Bond yields have dropped in each of the last five weeks and in eight out of the last 10
India's benchmark 10-year bond yield posted its fifth straight weekly fall, while the rupee rose sharply in late trade to its highest level since end March on dollar sales by foreign banks and an uptick in domestic shares. Sentiment for bonds was buoyed by the Reserve Bank of India's Rs 35,000 crore worth bond buy on Thursday, while a fall in U.S. Treasury yields also helped. India's benchmark 10-year bond yield closed up one basis point on the day at 5.98 per cent, but ended down one bp on week.
The partially convertible rupee ended at the day's high of 72.83 per dollar, its strongest since March 30 and up 0.4 per cent versus its previous close of 73.10. On the week, the unit rose 0.6 per cent, posting its fourth straight week of gains. "In India the improving trend of moderation in daily new Covid cases is boosting risk sentiment," said Rahul Gupta, head of currency research at Emkay Global Financial Services.

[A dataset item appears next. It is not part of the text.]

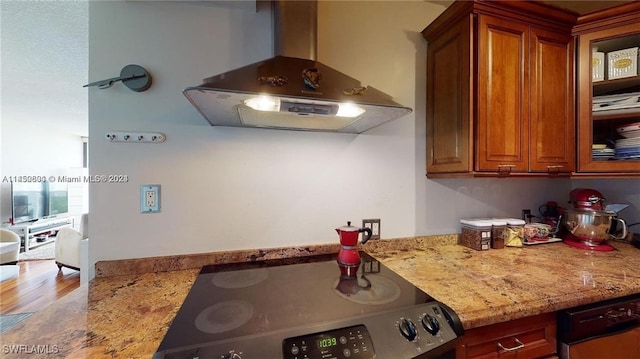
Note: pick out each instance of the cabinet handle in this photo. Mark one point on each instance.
(507, 168)
(555, 169)
(519, 346)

"FX traders will monitor the Covid situation and trend in the dollar, and keep the spot rupee within 72.50-73.50 with a negative bias," he added India reported 259,551 new coronavirus infections over the last 24 hours on Friday, while deaths rose by 4,209.
Sentiment Bullish
India raised a higher-than-scheduled Rs 37,810 crore at a debt sale on the back of bullish sentiment, but some position cutting was seen post results. Bond yields have dropped in each of the last five weeks and in eight out of the last 10, as the RBI actively intervened in the market, conducted open market purchases and cancelled auctions to ensure yields remain capped.
Lower yields are critical to ensure the government's borrowing cost is curtailed as it looks to borrow a massive Rs 1,206,000 crore in 2021/22. The RBI wants to cap the benchmark 10-year bond yield at six per cent, local media Informist reported earlier in the day, citing an unnamed senior banking official.
"Half the stock (of 10-year bonds) is with the RBI and they have made the market realise that they will buy below six per cent on this paper by cancelling auctions when people are bidding above 6.05 per cent levels," said Murthy Nagarajan, head of fixed income at Tata Asset Management.
"The RBI will be able to control yields at least for this financial year. The 10-year should hold between 5.90 per cent-6.10 per cent range." RBI's aggressive dollar buying intervention to prevent sharp gains in the rupee has also added to rupee liquidity in the market but traders expect the central bank to try and keep the local currency stable between 72.50 and 75 levels.
Asian currencies rose on Friday but a recent poll showed bearish bets rising on several Asian units as increasing COVID-19 cases have prompted lockdowns in several countries. Investors, however, turned bullish on the Indian rupee for the first time in more than two months.